Dr. Shahdi Feroz, Skeeter knew, was not just a world-renowned Ripperologist, she was also the team’s cult-phenomena expert. She had made a life’s study of criminal cults and intended to research first-hand Victorian London’s teeming subculture of spiritualists, occult worshipers, Celtic-revivalists, magic practitioners, and the city’s numerous flourishing, quasi-religious cult groups. It had led her to support some rather unusual ideas about the Ripper murders. What she knew about down-time occult groups made for a terrifying parallel to what Skeeter knew of up-time cults. He’d seen his share of them in New York. And over the past few years, the new ones popping up like malignant mushrooms made those older ones look positively apple-pie ordinary. Which was doubtless why Bull Morgan had personally requested her presence at this meeting. Shahdi Feroz, as elegant and composed as a Persian queen, dark hair upswept in a mass of thick, raven’s-wing waves, glanced at Skeeter, evidently aware of his intent scrutiny, and started to speak—
And the elevator doors slid open onto pandemonium.

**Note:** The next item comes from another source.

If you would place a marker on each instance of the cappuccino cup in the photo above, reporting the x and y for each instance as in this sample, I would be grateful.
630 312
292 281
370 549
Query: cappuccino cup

Shahdi Feroz turned aside at once, stepping out of the elevator to make room for the others. She glanced over at Ann through dark, worried eyes as they all crowded off the elevator and tried, somewhat vainly, to find space in Bull’s packed office.
“I didn’t expect quite so many people to be here.” Her speech was rich and fluid. Skeeter, fascinated by the rising and falling inflections of her exotic voice, managed to locate a space that hid him from most people’s view.